Tuesday, June 23, 2009
How Tax Law Caused the Washington Metro Train Wreck
Sarah Lawsky (George Washington), The Washington Metro Crash and Tax:
[T]he National Transportation Safety Board repeatedly recommended that Metro (more formally known as the Washington Metropolitan Area Transit Authority, or WMATA) retrofit or replace these older cars, but Metro refused. Why? Because “WMATA is constrained by tax advantage leases, which require that WMATA keep the 1000 Series cars in service at least until the end of 2014.”
What are these “tax advantage leases”? They appear to be standard sale-leaseback transactions, in which WMATA sold equipment, including train cars, to another party and now leases it back. The other party gets various tax advantages (depreciation, credits, and so forth) associated with owning the equipment, and WMATA, which as a tax-exempt organization cannot use these advantages, gets cash. But apparently the leases did not include language that permits WMATA to break the leases if newer, safer equipment comes along.

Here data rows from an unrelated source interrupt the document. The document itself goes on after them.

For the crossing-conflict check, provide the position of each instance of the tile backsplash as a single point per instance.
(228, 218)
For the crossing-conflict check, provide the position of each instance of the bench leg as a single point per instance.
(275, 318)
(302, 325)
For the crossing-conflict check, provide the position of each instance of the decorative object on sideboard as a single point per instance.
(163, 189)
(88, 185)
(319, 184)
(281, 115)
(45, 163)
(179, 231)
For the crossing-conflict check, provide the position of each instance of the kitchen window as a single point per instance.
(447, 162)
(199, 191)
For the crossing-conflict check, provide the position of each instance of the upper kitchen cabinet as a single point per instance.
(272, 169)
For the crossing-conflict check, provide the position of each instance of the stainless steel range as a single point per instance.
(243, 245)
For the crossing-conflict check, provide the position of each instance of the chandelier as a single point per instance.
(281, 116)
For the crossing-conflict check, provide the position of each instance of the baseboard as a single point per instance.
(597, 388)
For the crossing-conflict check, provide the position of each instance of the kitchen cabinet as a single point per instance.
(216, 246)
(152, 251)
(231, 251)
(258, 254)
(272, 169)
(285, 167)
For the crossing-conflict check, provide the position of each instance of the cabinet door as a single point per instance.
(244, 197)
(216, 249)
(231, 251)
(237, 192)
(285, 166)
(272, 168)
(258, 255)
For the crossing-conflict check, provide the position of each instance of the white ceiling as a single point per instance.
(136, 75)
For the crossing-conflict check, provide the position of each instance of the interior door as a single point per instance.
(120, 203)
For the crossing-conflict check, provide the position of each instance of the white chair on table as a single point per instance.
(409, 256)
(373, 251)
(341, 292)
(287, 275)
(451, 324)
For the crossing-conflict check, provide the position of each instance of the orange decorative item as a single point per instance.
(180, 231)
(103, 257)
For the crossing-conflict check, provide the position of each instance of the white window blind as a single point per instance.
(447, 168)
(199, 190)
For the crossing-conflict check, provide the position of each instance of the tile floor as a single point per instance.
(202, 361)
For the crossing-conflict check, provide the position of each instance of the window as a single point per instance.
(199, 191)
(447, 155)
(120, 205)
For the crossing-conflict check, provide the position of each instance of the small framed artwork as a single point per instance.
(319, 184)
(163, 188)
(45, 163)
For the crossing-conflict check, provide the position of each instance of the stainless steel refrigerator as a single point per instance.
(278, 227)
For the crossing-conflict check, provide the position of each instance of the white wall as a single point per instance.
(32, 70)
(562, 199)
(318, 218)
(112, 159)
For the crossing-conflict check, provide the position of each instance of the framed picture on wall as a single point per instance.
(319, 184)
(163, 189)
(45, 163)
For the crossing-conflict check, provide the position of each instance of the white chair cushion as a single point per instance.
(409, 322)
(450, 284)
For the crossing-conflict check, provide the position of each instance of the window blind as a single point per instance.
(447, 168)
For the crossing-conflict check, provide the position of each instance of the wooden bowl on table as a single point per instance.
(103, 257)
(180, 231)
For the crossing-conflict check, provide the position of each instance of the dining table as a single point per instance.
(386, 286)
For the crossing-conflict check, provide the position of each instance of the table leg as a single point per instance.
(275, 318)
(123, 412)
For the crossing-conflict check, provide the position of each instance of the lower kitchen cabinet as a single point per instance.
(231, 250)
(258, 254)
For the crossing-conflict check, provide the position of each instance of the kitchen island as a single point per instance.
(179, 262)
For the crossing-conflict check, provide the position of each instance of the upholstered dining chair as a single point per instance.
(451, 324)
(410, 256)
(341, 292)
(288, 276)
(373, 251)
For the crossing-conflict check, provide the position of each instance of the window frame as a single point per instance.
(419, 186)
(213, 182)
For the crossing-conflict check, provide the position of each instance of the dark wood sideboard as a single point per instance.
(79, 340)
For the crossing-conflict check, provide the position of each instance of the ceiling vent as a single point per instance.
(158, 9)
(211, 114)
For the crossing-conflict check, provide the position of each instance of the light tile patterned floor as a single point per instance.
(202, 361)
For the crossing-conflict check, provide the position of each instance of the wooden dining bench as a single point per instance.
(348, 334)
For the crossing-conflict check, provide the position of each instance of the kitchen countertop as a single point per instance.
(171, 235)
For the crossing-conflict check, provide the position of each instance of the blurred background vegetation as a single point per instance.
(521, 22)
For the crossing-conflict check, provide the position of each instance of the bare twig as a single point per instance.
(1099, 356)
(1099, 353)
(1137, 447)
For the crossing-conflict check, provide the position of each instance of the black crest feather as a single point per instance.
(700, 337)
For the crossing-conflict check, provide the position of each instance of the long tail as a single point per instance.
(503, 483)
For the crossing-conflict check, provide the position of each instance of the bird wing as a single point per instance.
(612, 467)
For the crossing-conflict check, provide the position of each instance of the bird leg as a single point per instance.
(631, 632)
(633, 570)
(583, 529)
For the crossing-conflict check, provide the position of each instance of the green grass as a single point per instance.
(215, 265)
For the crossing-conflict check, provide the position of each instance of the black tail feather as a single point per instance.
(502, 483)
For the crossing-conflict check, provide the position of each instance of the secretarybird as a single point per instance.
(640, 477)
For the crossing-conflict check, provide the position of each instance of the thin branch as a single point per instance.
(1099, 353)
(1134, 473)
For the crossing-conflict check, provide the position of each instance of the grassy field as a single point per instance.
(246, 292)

Thus sale-leasebacks, which are purely tax-motivated transactions, may have locked Metro into using outdated and unsafe equipment and thus made this crash even more deadly than it might otherwise have been.
https://taxprof.typepad.com/taxprof_blog/2009/06/how-tax-law-.html
Comments
To make it even more tenuous, not all the Rohr cars were ever (or are still) subject to a lease-leaseback. According to Board materials, WMATA did not lease and leaseback all the Rohr cars--it reserved some for replacements. See http://www.wmata.com/about_metro/board_of_directors/
board_docs/060905_IIIcTaxAdvLease.pdf
So the cars involved in the accident may not have ever been subject to a lease. Moreover, due to the AIG downgrade, many of the sale-leaseback transactions entered into by WMATA were terminated early.
http://www.wmata.com/about_metro/board_of_directors/board_docs/
052809_ExecSessionLeaseback12items.pdf
So it may be that as far as LILOs were concerned at least, WMATA was perfectly free to retire many of the Rohr cars. The fact that they did not points more to the chronic lack of funding for replacement cars than to any restrictions brought about by the tax code.
Posted by: commuter | Jun 24, 2009 12:44:35 PM
These were SILO transactions that never should have been engaged in by WMATA or encouraged by DOT. That said, SILOs gave WMATA bucket fulls of cash (in the form of accomodation payments) that WMATA could have set aside to service the cars. The notion that WMATA was constrained by the tax law is beyond tenuous -- it's goofy!
Posted by: GJ | Jun 24, 2009 8:28:27 AM
Do the agreements really "require that WMATA keep the 1000 Series cars in service at least until the end of 2014" or merely that WMATA continue to make lease payments until that time? If the latter, WMATA could still have upgraded, but it may have been expensive to upgrade.
Posted by: Rob | Jun 23, 2009 3:56:11 PM
And what would have happened if judicial doctrines clearly denied the tax benefits, so WMATA didn't have the opportunity to earn money from entering into the transaction in the first instance? Would many more trains would have suffered from lack of repairs, for lack of funds? Are we saying that strong judicial doctrines may cause deaths and mass public transit accidents? Or perhaps if judicial doctrines didn't exist, WMATA would get even more money for improvements, so judicial doctrines factored into the crash? Should this be presented at oral argument in LILO cases? Does the economic substance doctrine kill people?
How tenuous a connection can we draw between tax law and yesterday's tragedy? The challenge is on...
Posted by: andy | Jun 23, 2009 3:16:26 PM
Prof. Lawsky should be embarassed by this posting. She offers no support for her main premise. She is as sophisticated as a bologna sandwich. This post should be removed.